When our son Taraz was a year old my wife and I used music to help him get to sleep. The album we used the most came from MJ Cyr, a wonderful artist who puts passages from the sacred writings of the Baha’i Faith to music. As a result, I’ve had a great number of occasions to think about the meaning of the song lyrics.
One of those songs draws its words from The Seven Valleys, a short book by Baha’u’llah about the spiritual journey. The first verse of the song struck me as especially powerful. Baha’u’llah writes that when the spiritual seeker reaches a certain level of development,
He seeth in himself neither name nor fame nor rank, but findeth his own praise in praising God. He beholdeth in his own name the name of God; to him, “all songs are from the King,” and every melody from Him. – Baha’u’llah, The Seven Valleys, p. 18.

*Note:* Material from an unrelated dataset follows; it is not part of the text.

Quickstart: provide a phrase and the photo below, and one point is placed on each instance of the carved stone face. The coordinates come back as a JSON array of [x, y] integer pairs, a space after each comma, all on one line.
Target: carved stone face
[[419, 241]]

If you find this passage a bit confusing, don’t worry—you’re not the only one. The Seven Valleys is a lot harder to read than most things we read on an ordinary basis. The first time I tried the book, it went straight through my brain and right back out, leaving little impression on my memory or understanding.

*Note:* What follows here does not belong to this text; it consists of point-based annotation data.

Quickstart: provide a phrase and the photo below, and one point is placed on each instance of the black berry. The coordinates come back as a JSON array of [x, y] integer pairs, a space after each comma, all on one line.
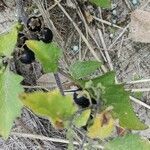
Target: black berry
[[21, 39], [46, 35], [82, 101], [27, 57], [34, 24]]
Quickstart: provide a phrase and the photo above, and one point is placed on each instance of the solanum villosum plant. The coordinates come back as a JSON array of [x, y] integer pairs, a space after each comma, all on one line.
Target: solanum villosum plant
[[98, 108]]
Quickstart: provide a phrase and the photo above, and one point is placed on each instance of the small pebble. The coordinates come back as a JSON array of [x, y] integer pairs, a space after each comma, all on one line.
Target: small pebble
[[75, 48], [135, 2]]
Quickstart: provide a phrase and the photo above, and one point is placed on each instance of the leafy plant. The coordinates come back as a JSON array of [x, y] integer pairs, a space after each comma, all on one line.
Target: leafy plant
[[10, 105], [115, 95], [47, 53], [9, 40], [128, 142], [52, 105], [102, 3], [102, 92]]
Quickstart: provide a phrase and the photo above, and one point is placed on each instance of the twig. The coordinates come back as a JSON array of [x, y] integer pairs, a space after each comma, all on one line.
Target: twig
[[22, 16], [88, 28], [106, 22], [138, 81], [139, 90], [59, 84], [128, 4], [83, 37], [105, 49], [139, 102], [120, 35], [44, 138]]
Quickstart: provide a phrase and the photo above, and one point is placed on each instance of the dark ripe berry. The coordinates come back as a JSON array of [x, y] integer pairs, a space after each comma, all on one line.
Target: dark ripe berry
[[82, 101], [46, 35], [27, 57], [34, 24], [21, 39]]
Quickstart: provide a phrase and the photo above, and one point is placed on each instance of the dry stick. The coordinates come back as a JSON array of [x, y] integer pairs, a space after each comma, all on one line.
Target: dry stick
[[105, 49], [120, 35], [128, 4], [83, 37], [106, 22], [139, 102], [50, 23], [138, 81], [59, 84], [44, 138], [88, 29], [139, 90]]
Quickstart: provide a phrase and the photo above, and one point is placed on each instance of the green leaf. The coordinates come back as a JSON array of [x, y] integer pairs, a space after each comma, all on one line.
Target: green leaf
[[47, 54], [8, 41], [102, 3], [81, 120], [102, 127], [10, 105], [116, 96], [128, 142], [57, 108], [82, 69]]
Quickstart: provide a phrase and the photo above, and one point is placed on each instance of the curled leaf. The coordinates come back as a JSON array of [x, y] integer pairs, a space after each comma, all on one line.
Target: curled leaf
[[52, 105], [47, 53]]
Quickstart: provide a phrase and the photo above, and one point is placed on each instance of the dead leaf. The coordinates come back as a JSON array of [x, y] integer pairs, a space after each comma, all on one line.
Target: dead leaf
[[140, 26], [103, 126]]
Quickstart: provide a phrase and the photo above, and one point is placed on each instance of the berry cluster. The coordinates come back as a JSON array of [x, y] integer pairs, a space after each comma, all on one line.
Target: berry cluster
[[34, 25]]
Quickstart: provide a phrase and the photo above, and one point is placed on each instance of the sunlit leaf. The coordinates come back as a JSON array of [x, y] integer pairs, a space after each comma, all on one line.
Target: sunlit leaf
[[116, 96], [10, 105], [8, 41], [52, 105], [82, 119], [47, 53], [102, 3], [128, 142], [102, 127], [82, 69]]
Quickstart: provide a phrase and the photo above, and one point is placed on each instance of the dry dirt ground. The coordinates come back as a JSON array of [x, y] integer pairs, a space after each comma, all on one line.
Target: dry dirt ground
[[130, 60]]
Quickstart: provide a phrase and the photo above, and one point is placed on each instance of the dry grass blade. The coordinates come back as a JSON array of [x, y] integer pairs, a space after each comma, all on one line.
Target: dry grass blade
[[83, 37], [44, 138], [139, 102]]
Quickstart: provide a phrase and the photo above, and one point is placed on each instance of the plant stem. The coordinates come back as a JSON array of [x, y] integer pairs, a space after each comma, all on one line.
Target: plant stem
[[59, 84]]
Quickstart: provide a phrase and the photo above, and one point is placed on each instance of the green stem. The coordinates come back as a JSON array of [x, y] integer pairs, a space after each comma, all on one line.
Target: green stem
[[59, 84]]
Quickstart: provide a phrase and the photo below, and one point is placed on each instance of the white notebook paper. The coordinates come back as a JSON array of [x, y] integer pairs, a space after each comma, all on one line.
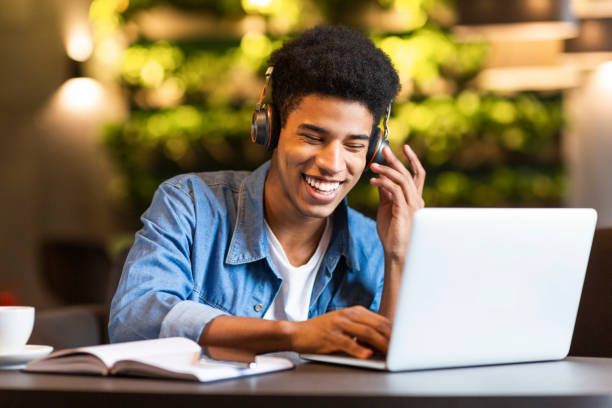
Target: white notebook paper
[[174, 357]]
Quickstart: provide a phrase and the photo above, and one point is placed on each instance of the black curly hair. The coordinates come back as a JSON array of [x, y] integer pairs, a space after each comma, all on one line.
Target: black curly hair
[[332, 61]]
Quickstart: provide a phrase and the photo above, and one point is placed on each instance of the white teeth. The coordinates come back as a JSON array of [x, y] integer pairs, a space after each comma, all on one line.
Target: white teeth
[[319, 185]]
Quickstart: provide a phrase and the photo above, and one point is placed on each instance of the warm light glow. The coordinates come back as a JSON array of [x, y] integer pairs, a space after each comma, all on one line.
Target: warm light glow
[[260, 3], [79, 45], [516, 32], [80, 94], [528, 78], [603, 76]]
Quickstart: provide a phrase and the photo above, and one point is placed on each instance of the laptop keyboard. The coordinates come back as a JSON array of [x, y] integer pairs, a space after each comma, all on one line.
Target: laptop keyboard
[[376, 356]]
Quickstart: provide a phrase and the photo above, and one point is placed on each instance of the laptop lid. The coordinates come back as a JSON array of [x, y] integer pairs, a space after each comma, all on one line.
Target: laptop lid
[[489, 286]]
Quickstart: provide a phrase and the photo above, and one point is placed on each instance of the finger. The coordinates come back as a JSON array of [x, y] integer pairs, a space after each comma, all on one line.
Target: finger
[[362, 315], [367, 334], [405, 181], [417, 168], [348, 345], [391, 188], [394, 162], [383, 194]]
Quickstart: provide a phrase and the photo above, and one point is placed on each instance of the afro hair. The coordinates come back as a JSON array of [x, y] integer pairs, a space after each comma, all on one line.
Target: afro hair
[[332, 61]]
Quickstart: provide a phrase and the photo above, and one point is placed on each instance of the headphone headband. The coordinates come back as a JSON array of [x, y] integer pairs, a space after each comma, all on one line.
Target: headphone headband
[[263, 91], [265, 127]]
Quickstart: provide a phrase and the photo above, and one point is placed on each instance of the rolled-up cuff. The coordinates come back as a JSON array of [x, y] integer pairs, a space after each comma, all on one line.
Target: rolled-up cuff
[[187, 319]]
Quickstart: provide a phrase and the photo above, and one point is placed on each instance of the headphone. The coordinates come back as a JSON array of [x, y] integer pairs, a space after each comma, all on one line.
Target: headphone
[[265, 127]]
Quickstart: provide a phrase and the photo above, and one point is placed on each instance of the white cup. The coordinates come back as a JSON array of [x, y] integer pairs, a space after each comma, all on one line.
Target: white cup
[[16, 324]]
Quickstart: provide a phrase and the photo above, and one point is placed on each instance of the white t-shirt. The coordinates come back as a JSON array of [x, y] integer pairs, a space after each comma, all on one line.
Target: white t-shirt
[[293, 299]]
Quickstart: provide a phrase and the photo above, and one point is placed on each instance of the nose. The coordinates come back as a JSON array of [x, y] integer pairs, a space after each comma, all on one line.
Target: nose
[[330, 159]]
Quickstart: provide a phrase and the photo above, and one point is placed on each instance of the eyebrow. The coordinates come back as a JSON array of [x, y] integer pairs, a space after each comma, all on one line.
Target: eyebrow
[[317, 129]]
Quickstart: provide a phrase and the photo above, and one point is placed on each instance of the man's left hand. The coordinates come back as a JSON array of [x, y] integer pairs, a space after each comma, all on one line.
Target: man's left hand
[[401, 195]]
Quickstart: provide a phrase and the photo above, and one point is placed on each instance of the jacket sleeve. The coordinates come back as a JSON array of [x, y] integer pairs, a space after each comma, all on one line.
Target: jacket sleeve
[[156, 282]]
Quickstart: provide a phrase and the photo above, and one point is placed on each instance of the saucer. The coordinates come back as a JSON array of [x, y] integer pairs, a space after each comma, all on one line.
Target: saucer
[[15, 360]]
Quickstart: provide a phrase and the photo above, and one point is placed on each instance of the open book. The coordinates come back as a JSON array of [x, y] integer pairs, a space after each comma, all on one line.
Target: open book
[[174, 357]]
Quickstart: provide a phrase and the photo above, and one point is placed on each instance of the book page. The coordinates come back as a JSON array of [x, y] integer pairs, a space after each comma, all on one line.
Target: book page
[[133, 350], [162, 367]]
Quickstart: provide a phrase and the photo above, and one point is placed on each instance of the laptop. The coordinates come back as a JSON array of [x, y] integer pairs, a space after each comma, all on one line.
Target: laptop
[[486, 286]]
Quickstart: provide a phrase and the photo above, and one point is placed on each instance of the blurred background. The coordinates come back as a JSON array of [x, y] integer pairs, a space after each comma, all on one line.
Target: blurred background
[[506, 103]]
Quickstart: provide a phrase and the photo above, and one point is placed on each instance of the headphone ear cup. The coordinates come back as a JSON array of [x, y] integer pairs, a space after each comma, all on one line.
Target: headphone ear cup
[[274, 124], [377, 143], [264, 127], [260, 127]]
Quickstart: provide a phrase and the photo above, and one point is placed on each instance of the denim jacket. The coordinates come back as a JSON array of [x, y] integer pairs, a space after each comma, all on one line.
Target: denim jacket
[[202, 252]]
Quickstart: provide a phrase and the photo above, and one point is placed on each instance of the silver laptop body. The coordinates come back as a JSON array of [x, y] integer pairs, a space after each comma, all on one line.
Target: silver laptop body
[[487, 286]]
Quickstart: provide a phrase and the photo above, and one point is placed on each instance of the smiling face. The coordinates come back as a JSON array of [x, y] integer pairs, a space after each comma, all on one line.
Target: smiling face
[[320, 156]]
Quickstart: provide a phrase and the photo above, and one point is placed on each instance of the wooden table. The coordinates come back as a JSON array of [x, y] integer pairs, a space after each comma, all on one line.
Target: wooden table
[[574, 382]]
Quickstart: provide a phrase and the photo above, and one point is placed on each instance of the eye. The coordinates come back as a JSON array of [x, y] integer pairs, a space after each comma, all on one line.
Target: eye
[[310, 138], [355, 146]]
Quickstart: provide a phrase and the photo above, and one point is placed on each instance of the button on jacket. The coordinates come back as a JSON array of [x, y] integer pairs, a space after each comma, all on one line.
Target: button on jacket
[[202, 252]]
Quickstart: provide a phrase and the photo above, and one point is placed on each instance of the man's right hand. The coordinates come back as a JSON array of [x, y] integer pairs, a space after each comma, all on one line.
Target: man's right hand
[[348, 330], [354, 330]]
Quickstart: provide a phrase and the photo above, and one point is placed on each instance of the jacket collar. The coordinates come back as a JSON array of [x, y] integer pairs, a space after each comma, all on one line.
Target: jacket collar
[[249, 243]]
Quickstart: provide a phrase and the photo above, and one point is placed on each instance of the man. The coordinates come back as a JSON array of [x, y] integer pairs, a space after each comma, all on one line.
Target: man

To increase my meager understanding, I use a technique that helps me understand passages like this one: examine the sentences around it. To some extent they might re-state the same theme, only using different words and images. Likewise, different passages may say something else entirely, but those ideas might also represent different aspects of the same theme.
In this case, it seems to me that the concepts underlying this passage support two other passages from the same section, despite their separation by a few pages. MJ Cyr even helps us out by including them in her song:
He looketh on all things with the eye of oneness, and seeth the brilliant rays of the divine sun shining from the dawning-point of Essence alike on all created things… – Ibid.

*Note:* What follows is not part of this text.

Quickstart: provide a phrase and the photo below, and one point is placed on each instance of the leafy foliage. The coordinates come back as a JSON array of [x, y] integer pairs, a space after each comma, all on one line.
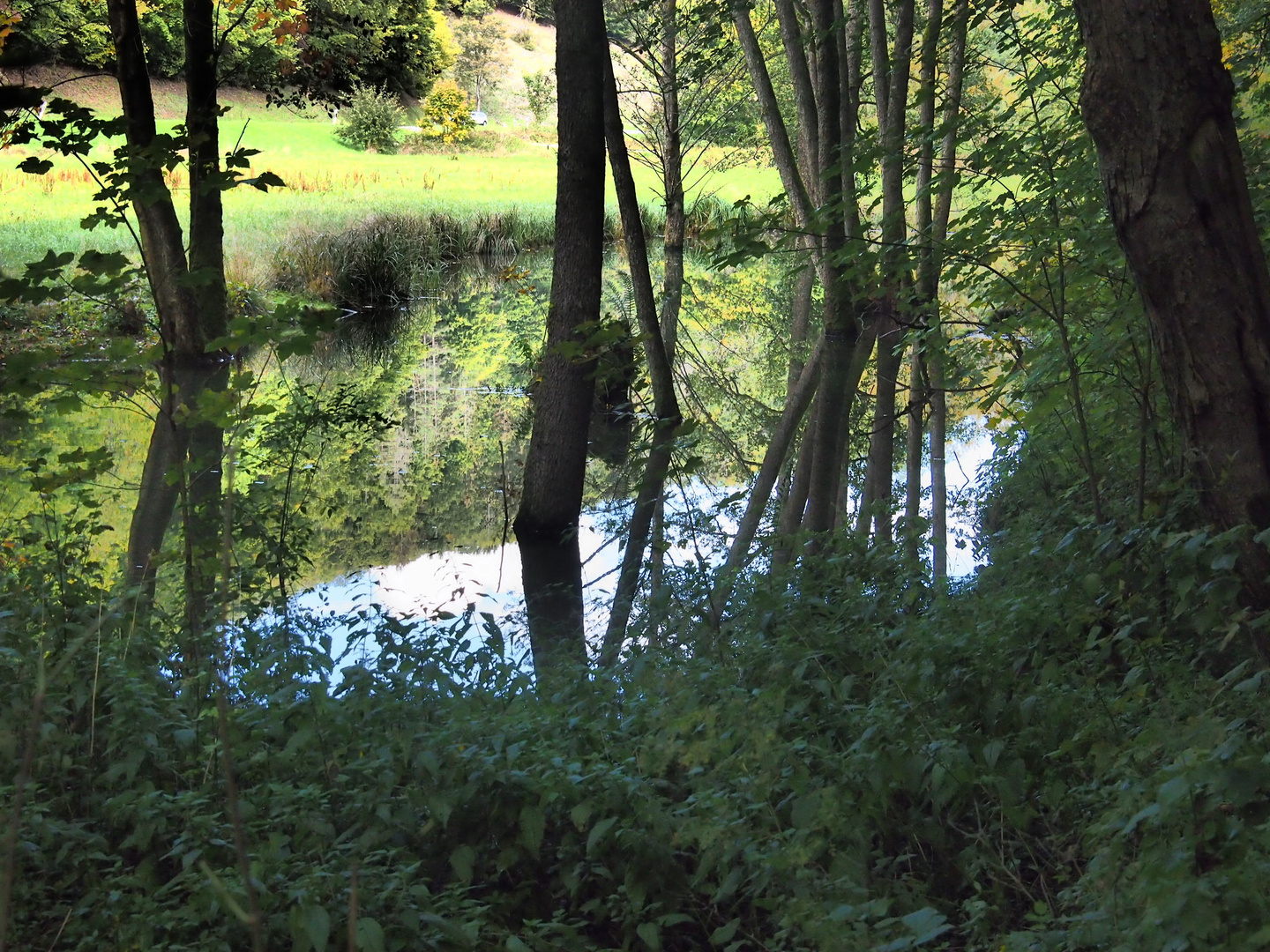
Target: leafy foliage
[[370, 121], [447, 115], [539, 94], [482, 48]]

In every city he will behold a world, in every Valley reach a spring, in every meadow hear a song. But the falcon of the mystic heaven hath many a wondrous carol… – Ibid., p. 28.
I think, between the three passages I’ve quoted so far, we have a common thread running through all of them: God’s influence penetrates all things.
So when we adjust our spiritual vision, we can see that everything good in this world reflects God’s love for us. Wherever we look we can see traces of divine bounty. That’s a great inspiration for praising and worshipping God. At the same time, that divine power works within our souls and through our actions. Perhaps this is what Baha’u’llah means when he says the seeker “findeth his own praise in praising God.” By worshipping God, the seeker also acknowledges something holy within the soul that exceeds the boundaries of his or her personhood. That shows us our true nature, not the identity assigned to us by society: “He seeth in himself neither name, nor fame, nor rank.”
In our lives many of us are hungry for praise, and those words of Baha’u’llah address that urge. We want to see other people acknowledge our effort and contributions, and we may often take this to excess. We compete for credit and positive attention and tear people down if we don’t like what we hear. The desire for praise feeds the ego and can bring out all its worst tendencies.
In the selfish pursuit of praise we separate ourselves from each other. We enclose our minds and hearts upon themselves. But in the passages quoted above, Baha’u’llah presents an entirely different way of thinking about the self, and our relationships with the people around us and with God:
He seeth in himself neither name nor fame nor rank, but findeth his own praise in praising God. He beholdeth in his own name the name of God; to him, “all songs are from the King,” and every melody from Him. – Ibid., p. 18.
When this detached, spiritual person praises God, he finds this praise reflected back on the divine within himself—and anything praiseworthy in others manifests this same light. That bright light is in us, but it does not belong to us. It illumines us and praises God, but it is apart from us and does not emerge from the me, me, me of egotism. It opens us to the unity of God that shines within the universe.